"The stupidity of people comes from having an answer for everything. The wisdom of the novel comes from having a question for everything."
- Milan Kundera
Last Week in Brief
Last week, a spike in equity market volatility sent stocks lower across the board. As investors contend with rising geopolitical tension, stocks have hit a lull. Leaving investors to consider heretofore trivial details like fundamentals.
You've heard the adage, "Sell in May and go away." This year, however, would have really cost you. As the S&P 500 has risen 4.20 percent these last three months. Moreover, closer scrutiny reveals that the period of seasonal weakness actually begins around August 1. Sell August one and go have fun... ? Not as catchy. But more effectual.
So, with current trend lines so strong, will seasonal weakness really take hold in August and September? Or will the stock market power through and continue making higher highs?
For now, we believe the market remains healthy. And we're likely in the Bull's final innings. Or the Big Melt-Up, as some call it. Either way, there's money to be made owning stocks. Regardless of recent performance.

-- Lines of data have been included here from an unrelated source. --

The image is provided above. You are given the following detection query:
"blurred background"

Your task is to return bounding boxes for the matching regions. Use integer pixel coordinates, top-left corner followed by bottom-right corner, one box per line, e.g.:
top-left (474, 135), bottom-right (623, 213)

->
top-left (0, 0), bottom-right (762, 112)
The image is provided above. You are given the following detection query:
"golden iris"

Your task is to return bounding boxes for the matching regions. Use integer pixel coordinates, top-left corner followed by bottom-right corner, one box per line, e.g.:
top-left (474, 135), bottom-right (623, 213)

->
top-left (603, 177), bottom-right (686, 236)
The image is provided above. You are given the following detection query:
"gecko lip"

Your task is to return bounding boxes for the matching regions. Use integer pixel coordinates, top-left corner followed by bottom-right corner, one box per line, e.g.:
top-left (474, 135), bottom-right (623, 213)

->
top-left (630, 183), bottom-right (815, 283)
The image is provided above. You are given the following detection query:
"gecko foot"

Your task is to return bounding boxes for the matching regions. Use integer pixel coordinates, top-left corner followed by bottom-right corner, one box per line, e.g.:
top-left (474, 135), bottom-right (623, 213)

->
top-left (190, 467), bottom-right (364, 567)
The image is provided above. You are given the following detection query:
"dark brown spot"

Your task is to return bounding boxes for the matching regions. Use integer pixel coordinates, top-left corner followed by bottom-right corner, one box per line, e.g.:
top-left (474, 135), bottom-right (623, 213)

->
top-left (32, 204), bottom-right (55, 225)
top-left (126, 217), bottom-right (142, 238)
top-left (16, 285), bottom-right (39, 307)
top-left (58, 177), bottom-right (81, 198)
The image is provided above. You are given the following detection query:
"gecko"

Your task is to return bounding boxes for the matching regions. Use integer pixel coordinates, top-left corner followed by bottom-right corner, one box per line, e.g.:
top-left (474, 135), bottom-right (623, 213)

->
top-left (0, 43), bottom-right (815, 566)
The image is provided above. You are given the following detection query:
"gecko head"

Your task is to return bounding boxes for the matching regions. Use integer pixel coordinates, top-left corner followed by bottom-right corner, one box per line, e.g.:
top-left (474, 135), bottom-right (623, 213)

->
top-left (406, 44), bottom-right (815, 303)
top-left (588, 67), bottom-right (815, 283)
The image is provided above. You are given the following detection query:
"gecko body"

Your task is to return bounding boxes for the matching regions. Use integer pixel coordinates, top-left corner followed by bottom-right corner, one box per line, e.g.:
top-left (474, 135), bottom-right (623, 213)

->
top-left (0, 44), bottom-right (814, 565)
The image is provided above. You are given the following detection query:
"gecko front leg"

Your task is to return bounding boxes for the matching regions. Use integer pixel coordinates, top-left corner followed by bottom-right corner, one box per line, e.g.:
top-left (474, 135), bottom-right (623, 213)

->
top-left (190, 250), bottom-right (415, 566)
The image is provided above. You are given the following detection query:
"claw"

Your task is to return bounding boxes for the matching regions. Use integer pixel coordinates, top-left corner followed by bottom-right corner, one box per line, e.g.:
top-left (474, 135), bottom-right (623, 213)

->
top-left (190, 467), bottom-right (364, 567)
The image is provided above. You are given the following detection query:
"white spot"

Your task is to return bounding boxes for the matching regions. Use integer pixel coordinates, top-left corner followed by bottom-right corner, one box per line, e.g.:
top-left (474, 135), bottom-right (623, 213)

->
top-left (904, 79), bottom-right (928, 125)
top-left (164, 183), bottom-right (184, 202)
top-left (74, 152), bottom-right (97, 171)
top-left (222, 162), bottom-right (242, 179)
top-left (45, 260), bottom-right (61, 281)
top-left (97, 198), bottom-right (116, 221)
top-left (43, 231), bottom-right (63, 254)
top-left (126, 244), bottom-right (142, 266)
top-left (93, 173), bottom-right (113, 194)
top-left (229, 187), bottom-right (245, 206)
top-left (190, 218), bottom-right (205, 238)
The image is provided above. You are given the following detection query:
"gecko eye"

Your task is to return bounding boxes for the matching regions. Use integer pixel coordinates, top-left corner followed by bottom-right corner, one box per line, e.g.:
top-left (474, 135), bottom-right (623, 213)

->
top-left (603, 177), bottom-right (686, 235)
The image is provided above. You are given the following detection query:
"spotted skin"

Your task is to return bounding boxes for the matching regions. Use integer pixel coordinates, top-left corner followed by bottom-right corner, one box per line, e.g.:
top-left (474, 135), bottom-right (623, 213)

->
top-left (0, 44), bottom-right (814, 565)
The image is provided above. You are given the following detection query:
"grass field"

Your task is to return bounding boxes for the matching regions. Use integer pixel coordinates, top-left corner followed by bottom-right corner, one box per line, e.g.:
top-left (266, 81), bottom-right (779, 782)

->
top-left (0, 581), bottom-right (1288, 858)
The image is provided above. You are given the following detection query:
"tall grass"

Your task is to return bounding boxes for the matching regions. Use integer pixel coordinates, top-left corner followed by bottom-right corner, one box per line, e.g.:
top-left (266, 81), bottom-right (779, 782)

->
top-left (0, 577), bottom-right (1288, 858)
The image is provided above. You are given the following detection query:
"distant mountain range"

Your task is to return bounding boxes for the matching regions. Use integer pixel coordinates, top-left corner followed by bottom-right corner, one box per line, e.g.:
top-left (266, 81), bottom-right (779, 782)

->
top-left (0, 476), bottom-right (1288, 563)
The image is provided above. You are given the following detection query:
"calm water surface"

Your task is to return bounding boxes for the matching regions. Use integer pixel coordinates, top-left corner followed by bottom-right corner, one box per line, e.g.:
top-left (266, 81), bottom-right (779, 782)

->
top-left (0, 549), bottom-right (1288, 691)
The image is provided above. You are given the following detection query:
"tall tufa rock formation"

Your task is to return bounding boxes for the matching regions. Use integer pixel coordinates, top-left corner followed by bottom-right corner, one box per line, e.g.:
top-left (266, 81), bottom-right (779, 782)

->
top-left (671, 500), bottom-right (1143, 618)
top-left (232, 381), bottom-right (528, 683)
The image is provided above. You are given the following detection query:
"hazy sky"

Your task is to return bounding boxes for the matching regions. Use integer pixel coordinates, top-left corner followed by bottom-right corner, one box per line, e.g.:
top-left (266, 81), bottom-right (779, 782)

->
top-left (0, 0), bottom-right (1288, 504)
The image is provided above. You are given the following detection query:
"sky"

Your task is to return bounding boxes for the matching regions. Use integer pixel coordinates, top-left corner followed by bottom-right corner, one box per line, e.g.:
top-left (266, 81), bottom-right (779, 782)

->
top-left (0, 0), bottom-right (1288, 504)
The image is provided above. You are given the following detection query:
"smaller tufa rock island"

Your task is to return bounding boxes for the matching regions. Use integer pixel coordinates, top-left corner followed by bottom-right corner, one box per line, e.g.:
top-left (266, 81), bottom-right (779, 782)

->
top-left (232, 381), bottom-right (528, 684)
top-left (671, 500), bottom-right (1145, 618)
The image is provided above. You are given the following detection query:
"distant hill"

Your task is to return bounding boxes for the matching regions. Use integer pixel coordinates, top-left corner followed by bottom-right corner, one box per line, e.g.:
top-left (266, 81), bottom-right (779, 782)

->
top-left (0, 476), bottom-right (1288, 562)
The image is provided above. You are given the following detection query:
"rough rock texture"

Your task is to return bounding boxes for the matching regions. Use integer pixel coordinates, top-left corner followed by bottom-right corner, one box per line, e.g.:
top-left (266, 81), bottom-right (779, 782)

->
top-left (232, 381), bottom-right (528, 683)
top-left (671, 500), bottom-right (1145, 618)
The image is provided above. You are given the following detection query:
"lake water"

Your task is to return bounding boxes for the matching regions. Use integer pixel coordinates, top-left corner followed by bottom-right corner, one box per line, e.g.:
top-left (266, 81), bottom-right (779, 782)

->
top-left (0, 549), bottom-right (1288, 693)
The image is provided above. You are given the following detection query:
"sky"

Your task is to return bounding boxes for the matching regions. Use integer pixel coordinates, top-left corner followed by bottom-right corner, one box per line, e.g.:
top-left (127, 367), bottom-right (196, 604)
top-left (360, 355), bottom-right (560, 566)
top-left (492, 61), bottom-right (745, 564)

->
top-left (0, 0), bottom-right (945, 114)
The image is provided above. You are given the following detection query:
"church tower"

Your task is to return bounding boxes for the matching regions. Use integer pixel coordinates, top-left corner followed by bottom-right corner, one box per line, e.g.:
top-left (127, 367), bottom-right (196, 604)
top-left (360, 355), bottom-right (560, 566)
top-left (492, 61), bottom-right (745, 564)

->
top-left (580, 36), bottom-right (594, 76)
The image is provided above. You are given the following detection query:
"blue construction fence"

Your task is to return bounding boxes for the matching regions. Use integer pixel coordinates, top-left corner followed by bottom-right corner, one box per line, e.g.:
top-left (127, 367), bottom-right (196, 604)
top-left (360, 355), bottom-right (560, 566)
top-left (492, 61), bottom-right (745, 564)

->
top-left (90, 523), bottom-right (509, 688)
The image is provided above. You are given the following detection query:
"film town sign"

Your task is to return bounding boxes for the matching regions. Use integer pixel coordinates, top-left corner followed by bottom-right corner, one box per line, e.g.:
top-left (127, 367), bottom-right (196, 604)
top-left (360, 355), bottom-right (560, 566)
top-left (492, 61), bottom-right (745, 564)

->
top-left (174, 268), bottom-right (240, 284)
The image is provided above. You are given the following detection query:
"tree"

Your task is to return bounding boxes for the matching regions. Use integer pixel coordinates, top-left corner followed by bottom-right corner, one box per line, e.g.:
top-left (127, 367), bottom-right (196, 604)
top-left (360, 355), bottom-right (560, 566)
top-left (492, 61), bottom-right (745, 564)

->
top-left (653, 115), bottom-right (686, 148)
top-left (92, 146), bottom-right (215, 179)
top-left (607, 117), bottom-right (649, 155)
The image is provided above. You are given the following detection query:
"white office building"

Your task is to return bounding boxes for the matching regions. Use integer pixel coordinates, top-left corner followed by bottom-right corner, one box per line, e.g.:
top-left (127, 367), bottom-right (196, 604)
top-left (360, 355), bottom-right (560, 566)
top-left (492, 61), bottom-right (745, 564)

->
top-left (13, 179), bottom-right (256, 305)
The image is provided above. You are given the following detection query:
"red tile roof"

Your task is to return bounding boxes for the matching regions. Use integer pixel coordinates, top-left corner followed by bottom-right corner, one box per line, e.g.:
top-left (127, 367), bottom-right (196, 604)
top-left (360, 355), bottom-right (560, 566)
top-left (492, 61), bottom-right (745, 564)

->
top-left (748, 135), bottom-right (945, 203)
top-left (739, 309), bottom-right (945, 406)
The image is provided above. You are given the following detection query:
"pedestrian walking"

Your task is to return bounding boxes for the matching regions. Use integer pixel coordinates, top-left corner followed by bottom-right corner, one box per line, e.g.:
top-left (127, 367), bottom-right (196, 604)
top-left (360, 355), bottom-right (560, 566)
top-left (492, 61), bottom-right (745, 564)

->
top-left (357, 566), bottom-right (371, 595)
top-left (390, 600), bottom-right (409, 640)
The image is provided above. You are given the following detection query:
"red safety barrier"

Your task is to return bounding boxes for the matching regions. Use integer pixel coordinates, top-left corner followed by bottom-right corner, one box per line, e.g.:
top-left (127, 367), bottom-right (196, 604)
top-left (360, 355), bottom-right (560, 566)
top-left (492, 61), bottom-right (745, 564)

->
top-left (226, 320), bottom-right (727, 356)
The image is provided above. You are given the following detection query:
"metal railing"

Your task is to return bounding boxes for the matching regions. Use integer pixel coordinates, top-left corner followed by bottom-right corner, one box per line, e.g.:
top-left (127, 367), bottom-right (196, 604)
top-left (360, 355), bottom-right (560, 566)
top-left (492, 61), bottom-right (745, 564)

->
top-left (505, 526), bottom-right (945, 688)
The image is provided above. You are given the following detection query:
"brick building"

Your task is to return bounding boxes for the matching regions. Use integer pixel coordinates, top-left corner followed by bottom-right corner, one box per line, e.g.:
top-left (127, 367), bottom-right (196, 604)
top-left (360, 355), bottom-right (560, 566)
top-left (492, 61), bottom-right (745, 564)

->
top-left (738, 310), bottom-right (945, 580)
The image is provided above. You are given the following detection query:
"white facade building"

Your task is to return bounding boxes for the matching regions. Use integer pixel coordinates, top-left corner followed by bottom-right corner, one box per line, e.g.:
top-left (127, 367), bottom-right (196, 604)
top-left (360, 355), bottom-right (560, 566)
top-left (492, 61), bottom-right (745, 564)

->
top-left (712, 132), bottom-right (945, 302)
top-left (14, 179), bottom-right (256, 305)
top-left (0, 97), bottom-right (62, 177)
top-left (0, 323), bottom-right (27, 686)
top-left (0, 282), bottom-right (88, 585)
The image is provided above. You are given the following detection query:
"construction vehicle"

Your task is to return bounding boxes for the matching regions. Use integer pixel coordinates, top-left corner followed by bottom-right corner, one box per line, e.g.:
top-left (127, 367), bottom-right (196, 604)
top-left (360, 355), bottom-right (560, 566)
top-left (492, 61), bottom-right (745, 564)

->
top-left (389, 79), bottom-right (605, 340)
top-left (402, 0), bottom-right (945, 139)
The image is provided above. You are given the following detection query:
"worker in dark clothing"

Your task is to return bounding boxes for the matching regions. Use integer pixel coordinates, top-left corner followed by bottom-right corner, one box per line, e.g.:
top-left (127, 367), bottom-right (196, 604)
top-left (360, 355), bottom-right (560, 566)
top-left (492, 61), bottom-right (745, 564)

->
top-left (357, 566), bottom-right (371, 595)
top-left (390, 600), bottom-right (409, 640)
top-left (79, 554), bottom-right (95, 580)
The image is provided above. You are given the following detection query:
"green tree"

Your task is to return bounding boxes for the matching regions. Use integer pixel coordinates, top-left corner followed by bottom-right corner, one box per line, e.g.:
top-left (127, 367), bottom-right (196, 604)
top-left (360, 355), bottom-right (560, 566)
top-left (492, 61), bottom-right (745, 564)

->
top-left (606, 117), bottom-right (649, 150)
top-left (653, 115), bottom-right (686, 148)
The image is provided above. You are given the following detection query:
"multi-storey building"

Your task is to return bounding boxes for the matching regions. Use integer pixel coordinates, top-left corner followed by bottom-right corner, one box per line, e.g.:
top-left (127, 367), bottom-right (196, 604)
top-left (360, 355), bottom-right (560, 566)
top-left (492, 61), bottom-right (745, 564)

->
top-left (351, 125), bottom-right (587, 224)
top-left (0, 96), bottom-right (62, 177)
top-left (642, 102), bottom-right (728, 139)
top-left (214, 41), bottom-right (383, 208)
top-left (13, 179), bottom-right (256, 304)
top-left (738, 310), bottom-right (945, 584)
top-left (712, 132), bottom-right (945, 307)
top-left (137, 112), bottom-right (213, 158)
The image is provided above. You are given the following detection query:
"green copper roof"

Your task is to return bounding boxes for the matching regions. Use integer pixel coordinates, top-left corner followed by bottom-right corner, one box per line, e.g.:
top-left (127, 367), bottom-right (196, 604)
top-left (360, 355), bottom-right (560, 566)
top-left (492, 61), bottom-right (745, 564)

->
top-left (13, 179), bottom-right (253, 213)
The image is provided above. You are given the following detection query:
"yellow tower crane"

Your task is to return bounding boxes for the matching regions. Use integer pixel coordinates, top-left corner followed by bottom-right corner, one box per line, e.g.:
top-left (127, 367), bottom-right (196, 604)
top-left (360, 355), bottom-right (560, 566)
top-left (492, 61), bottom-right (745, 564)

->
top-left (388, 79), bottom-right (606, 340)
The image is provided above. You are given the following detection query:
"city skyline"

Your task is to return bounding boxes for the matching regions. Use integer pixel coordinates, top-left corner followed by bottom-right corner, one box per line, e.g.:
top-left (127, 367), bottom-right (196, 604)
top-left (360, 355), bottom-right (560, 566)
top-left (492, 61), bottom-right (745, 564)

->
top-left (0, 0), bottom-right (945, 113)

Consider growth darling Facebook.
Up 680 percent over the last five years, Facebook looks and feels very overvalued. Yet, the forward price-to-earnings ratio is 32.10. Not cheap. But not the maniacal elevations about which its detractors often caterwaul. In fact, the price-earnings-to-growth ratio (PEG), a valuation metric that considers the stock's five-year earnings per share growth projections, stands at a reasonably attractive 1.19 percent. A PEG ratio of 1.00 or less is considered undervalued. So, from that perspective, one sees how the company could be palatable to buyers. Forecast, as it is, to grow earnings at 27 percent per year for the coming three-to-five years. Outstanding for a company with a market cap of $492B.
This is not a Facebook endorsement. But a contrarian view from the side of the fence that says, when everyone believes stocks are too expensive to buy, then they're most likely wrong.
And while those shouting about high market valuations will, eventually, be proven right, it makes little sense to sit on the sidelines until they're proven correct. As that could take some time.
Recently, former Fed Chair Alan "The Maestro" Greenspan said that he's more worried about the bond market that that for stocks. Explaining that equity bears hunting for excesses in the stock market may be better off worrying about bond prices. Which is where he believes the real bubble resides.
"By any measure, real long-term interest rates are much too low and therefore unsustainable," the former Federal chairman said. "When they move higher they are likely to move reasonably fast. We are experiencing a bubble, not in stock prices but in bond prices. This is not discounted in the marketplace."
Of course, if and when such a bond bubble pops? It'll be bad for everyone.
Which leads to our final point.
Institutional strategist Larry Jeddeloh was recently in Iceland. Jeddloh, ever the astute observer, noticed that, much like it was in 2007, the Icelandic economy is booming. In 2007, it ended up serving as the global canary in the coalmine. Booming and busting prior to the rest of the world's having done so. Leaving the prescient Jeddeloh to wonder if Iceland may not represent a warrant on the global economy. One that is warning us, once again, that winter is coming. That global consumer spending, epitomized by the global tourism which Iceland specializes in, is topping.
The currency is too high. The banks are lending liberally. Tourism is bustling. Hotel and condo development abounds. But perhaps it is the build-up in tourist infrastructure to which we should be paying attending. There's a lot going on. And it's eerily reminiscent of 2007...
When Jeddeloh notices a shift in the tea leaves, we pay attention.
The number of doomsday prophets grows by the day. Even as the Dow has hit over 50 new highs since the election. Perhaps a reversal is in the offing. Last week's volatility certainly appeared like one was here. Yet, markets stabilized yet again.
A correction is coming. Sooner or later. Could be garden variety. Could be significantly more than that. Keep in mind, however, that bull markets can stay solvent longer than rational investors believe they should. In fact, the 1987 to 2000 bull lasted 4 years longer and saw another 100 percent gain from where today's bull market currently sits. Serving as a precedent for the idea that this bull market could have legs.
When the doomsday proselytizers forecast doom and gloom? Think twice before you buy they're tattered wares. As this market may have plenty left in the tank.
As for today's eclipse? Enjoy it. As you'll have to travel to Asia to witness another like it in our lifetime. And like watching C-Span, don't stare directly at it without proper protection.
Major indices finished lower last week. DJIA lost 0.84%. S&P 500 fell 0.65%. The Nasdaq receeded 0.64%. While small cap stocks lost 1.20%. 10-year Treasury bond yields rose slightly to 2.19%. Gold closed down $3.16 per ounce, or 0.25%.